Le bonheur des détenus suédois est dans le pré! – Tahitinews

Le bonheur des détenus suédois est dans le pré!

Il est à peine six heures, Alfred a déjà la main au pis. Cinq jours par semaine, il retrouve son troupeau de vaches. Sauf qu’Alfred n’est pas un éleveur comme les autres: incarcéré dans une prison suédoise, il prépare sa réinsertion.

Le quinquagénaire, casquette sur la tête, retrouve aux aurores son partenaire de traite Sofian (les prénoms ont été modifiés) pour deux heures et demie de travail matinal.

Le binôme a en charge une vingtaine de vaches, sur les 53 que compte le troupeau. Matin et soir, la mécanique est la même et le geste, assuré.

« Je nettoie [le pis] pour éviter les bactéries, ensuite je le désinfecte », avant d’accrocher les trayons, raconte avec passion Alfred.

Incarcéré pour port d’arme depuis avril au centre pénitentiaire de Mariestad, dans le sud-ouest de la Suède, ce père et grand-père couvert de tatouages aux bras ne cache pas son plaisir au contact des bêtes.

« Je les aime (…) Ce travail me donne quelque chose », souffle-t-il.

Dans cet établissement – la plus ancienne des trois prisons ouvertes de ce type en Suède, baptisée Rödjan – soixante détenus s’occupent de la ferme biologique: les fleurs sont arrosées, les barrières repeintes, la pelouse tondue. Une dizaine d’entre eux est en charge du bétail.

Le pays scandinave est parmi ceux au monde comptant le moins de prisonniers, avec 0,5 détenu pour 1.000 habitants, deux fois moins qu’en France (1 pour 1.000 habitants). Le budget consacré pour chaque personne détenue – ou placée sous surveillance – y est en revanche deux fois plus élevé.

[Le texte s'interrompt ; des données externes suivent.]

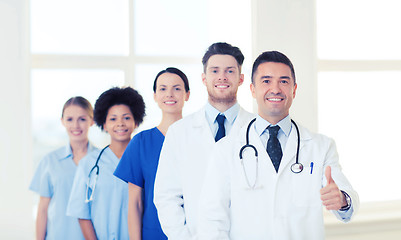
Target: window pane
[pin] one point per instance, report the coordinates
(95, 27)
(187, 28)
(358, 29)
(364, 121)
(145, 75)
(51, 89)
(169, 28)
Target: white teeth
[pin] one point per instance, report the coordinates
(275, 99)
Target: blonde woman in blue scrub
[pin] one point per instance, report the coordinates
(55, 174)
(98, 199)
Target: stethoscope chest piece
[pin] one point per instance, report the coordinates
(297, 167)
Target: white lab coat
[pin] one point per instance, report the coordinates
(284, 205)
(182, 166)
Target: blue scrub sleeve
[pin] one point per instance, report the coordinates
(129, 168)
(37, 180)
(77, 207)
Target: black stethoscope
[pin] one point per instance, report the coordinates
(89, 197)
(296, 167)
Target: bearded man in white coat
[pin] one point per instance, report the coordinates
(187, 146)
(271, 196)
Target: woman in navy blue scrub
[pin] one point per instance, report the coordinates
(139, 162)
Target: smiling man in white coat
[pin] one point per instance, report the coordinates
(188, 143)
(272, 193)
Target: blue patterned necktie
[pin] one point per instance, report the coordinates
(221, 132)
(274, 147)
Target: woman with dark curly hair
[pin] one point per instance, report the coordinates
(139, 163)
(99, 199)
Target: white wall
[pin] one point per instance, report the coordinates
(15, 133)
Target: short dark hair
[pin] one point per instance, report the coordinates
(272, 56)
(116, 96)
(222, 48)
(80, 102)
(176, 71)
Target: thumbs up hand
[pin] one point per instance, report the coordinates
(332, 197)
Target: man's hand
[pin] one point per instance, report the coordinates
(332, 197)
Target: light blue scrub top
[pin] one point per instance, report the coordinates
(53, 178)
(138, 165)
(109, 208)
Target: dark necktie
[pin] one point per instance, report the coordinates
(274, 147)
(221, 132)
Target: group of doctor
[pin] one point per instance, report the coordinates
(185, 177)
(202, 188)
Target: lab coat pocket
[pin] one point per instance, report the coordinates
(248, 168)
(306, 187)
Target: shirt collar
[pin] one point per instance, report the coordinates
(230, 114)
(261, 124)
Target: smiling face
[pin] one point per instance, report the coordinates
(274, 90)
(222, 78)
(170, 93)
(119, 123)
(77, 122)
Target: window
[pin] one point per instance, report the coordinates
(85, 47)
(358, 81)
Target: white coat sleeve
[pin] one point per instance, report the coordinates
(342, 183)
(214, 207)
(168, 191)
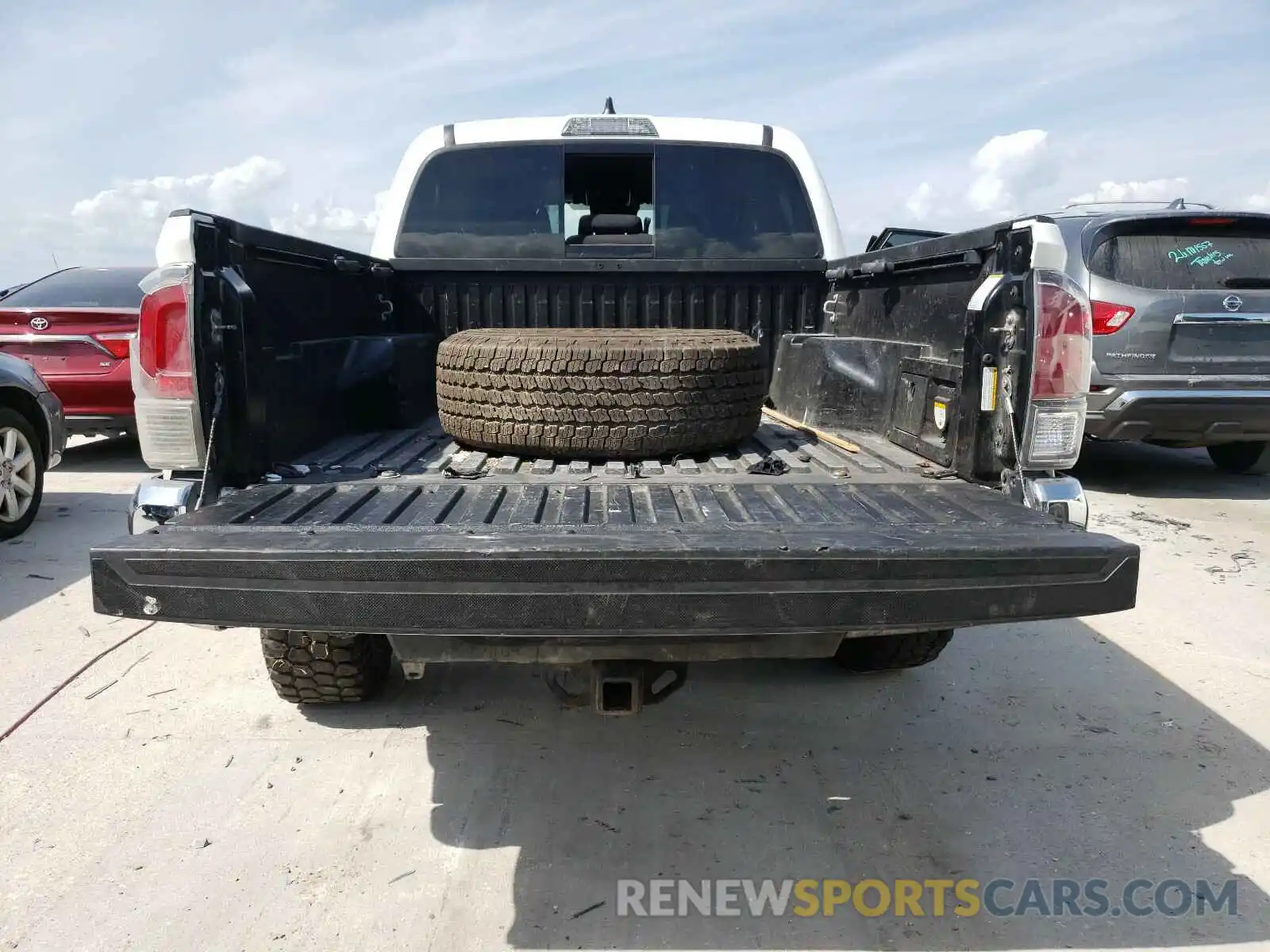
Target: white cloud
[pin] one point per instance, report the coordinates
(1010, 169)
(1151, 190)
(1259, 201)
(921, 202)
(329, 221)
(133, 211)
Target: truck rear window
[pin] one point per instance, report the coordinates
(668, 201)
(82, 287)
(1204, 257)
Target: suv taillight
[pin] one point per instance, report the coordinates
(1062, 363)
(163, 372)
(1108, 317)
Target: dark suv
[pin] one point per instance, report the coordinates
(1181, 327)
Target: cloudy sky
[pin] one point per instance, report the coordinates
(943, 113)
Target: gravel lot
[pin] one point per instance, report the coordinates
(184, 806)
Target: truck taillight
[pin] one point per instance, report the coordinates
(1108, 317)
(169, 425)
(1062, 365)
(163, 334)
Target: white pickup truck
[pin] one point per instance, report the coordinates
(291, 391)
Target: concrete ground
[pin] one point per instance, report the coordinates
(167, 800)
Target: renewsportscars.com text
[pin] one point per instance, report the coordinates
(926, 898)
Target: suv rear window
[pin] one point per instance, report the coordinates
(82, 287)
(1172, 258)
(666, 201)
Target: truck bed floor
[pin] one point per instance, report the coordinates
(421, 478)
(403, 532)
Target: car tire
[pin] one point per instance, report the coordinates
(600, 393)
(22, 473)
(325, 668)
(1241, 459)
(889, 653)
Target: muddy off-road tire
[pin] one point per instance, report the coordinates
(611, 393)
(888, 653)
(321, 668)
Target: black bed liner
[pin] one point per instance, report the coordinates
(378, 537)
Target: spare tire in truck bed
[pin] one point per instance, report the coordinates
(600, 393)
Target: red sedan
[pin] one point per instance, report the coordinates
(75, 327)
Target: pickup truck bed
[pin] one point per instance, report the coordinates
(400, 532)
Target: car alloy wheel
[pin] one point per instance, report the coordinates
(17, 474)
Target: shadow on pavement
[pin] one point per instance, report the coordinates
(52, 554)
(1145, 470)
(1037, 750)
(101, 455)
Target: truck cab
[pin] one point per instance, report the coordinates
(907, 475)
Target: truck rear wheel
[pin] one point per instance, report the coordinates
(324, 668)
(1240, 459)
(887, 653)
(600, 393)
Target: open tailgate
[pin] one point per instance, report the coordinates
(577, 558)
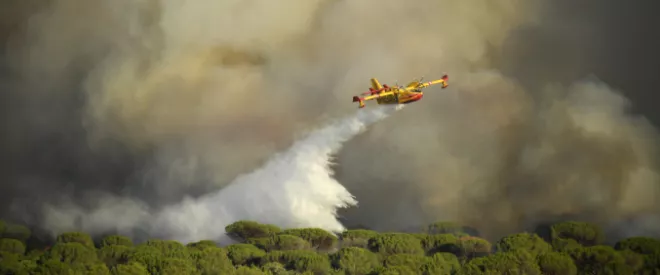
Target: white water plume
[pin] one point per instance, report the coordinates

La Suède fait beaucoup pour éviter l’enfermement. Elle privilégie les peines dites de probation à la prison ferme pour quelques mois, généralise l’usage du bracelet électronique, recourt aux travaux d’intérêt général, et systématise la remise en liberté conditionnelle aux deux tiers de la peine. Le pays investit aussi lourdement dans la réinsertion, grâce à l’apprentissage de la langue, la formation professionnelle.

« C’est notre manière de réintégrer les gens dans la société de la meilleure des manières, pour qu’ils ne reviennent pas », explique Britt-Marie Johansson, responsable de l’établissement.

Le taux de récidive en Suède est de 30%, deux fois moins élevé qu’en France selon les statistiques pénitentiaires.